Visite à la région Houaidia

1er et 2 novembre 2022

UNE RÉVOLUTION EST PASSÉE PAR LÀ.

Carnet de bord d’une enquête en cours

 

 

Une équipe de l’association Nachaz a effectué le 1er et 2 novembre 2022 une visite à El Houaidia qui se situe à quelques kilomètres de la ville de Tabarka. Houaidia, région montagneuse, fait partie de la délégation de Nadhour, gouvernorat de Jendouba.

Houaidia a été marquée au cours des deux dernières années par la lutte menée par les habitants pour sauvegarder la source d’eau qui dessert la région après qu’une entreprise d’extraction de pierres rocheuses ait atteint la nappe phréatique et causé la pollution de la source. Un combat a été alors mené contre l’entreprise et le gouvernorat pour mettre fin aux infractions commises à l’égard des lois, de l’environnement et du droit des habitants à une eau  saine.

Lors de cet épisode, Moncef Houaidi a joué un rôle fédérateur. Il est devenu la figure emblématique de ce combat qui devait obtenir gain de cause après la décision de justice en faveur des habitants, obligeant l’entreprise à arrêter ses travaux d’extraction.

L’équipe qui s’est déplacée à Houaidia a pu échanger avec les habitants autour de trois questions en relation avec le branchement des habitations au réseau de la Sonede ; le développement des activités agricoles et le projet d’une ferme culturelle initiée par Moncef Houaidi   :

  • Malgré l’existence d’un projet de branchement des habitations de la délégation de Nadhour au réseau de la Sonede, et dont les travaux ont atteint un stade d’exécution relativement avancé, aucune suite n’a été donnée aux promesses tenues pour effectuer le branchement des maisons depuis deux ans. A cause de l’absence d’eau potable dans les maisons, des centaines de femmes passent quotidiennement entre 3 et 4 heures et parfois plus à se ravitailler en eau dans des bidons et les ramener à dos d’âne jusqu’à leurs maisons. Les témoignages recueillis auprès de femmes et d’hommes en colère, à la source « Ain Askar », évoquent les souffrances quotidiennes, l’attente, la frustration et la déception à l’égard des pouvoirs publics qui ne font rien pour assurer un droit élémentaire, celui de l’accès à l’eau. Toutes et tous sont unanimes pour considérer que la qualité de la vie serait autre si l’eau était disponible à la maison. « Nos enfants quittent tous la région vers la ville de Tabarka ou vers Tunis afin de bénéficier du droit à l’eau car il n’est pas possible de vivre sans eau » répètent la majorité des personnes entendues.
  • Le développement des activités agricoles constitue une question cruciale pour les habitants de la délégation Nadhour. La croissance souhaitée dépend étroitement de la disponibilité de l’eau et des puits nécessaires au développement des plantations. Le témoignage de Ali, un des habitants de la région, est particulièrement éloquent sur les difficultés en lien avec le creusement des puits et le manque d’eau, l’absence d’aides techniques… En raison de ces défaillances, les jeunes quittent la région, et parfois le pays, car « l’Etat n’existe pas », « l’État n’accomplit pas son rôle », « si le minimum était fourni, la terre aurait un autre visage » souligne Ali…

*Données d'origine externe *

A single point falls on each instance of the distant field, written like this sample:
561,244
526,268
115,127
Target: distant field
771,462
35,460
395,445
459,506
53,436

Pour autant, l’unanimisme n’est pas la règle parmi les habitant quant au moyens de réagir. Ali pense que les manifestions ou autre type de revendications peuvent être contre-productives, l’essentiel c’est que les médias fassent parvenir la voix et les griefs des habitants. Moncef estime de son côté que les pouvoirs publics ne réagissent que si les habitants revendiquent leurs droits à travers des manifestations devant le siège des instances publiques concernées.

  • Après avoir gagné la bataille environnementale, celle de mettre fin à la pollution de la source d’eau, Moncef, fer de lance de cette lutte, a décidé de développer un projet de ferme culturelle qui allie activité agricole et activité culturelle. A côté des plantes auxquelles M.H. accorde une attention particulière, la bibliothèque avec ses livres, romans et livres pour enfants constitue l’espace phare de la ferme et de toute la délégation qui ne compte aucun espace culturel hors l’école primaire. Les enfants que nous avons rencontrés commencent à fréquenter la bibliothèque et à emprunter des livres. Le projet fait cependant face au problème de la pérennité des dons ou des financements.

La résistance des habitants de Houaidia et de la délégation Nadhour, les luttes qu’ils mènent en faveur d’une meilleure qualité de vie, l’alternative culturelle que propose la ferme de Moncef Houaidi constituent des repères et des point d’appui pour des initiatives de soutien.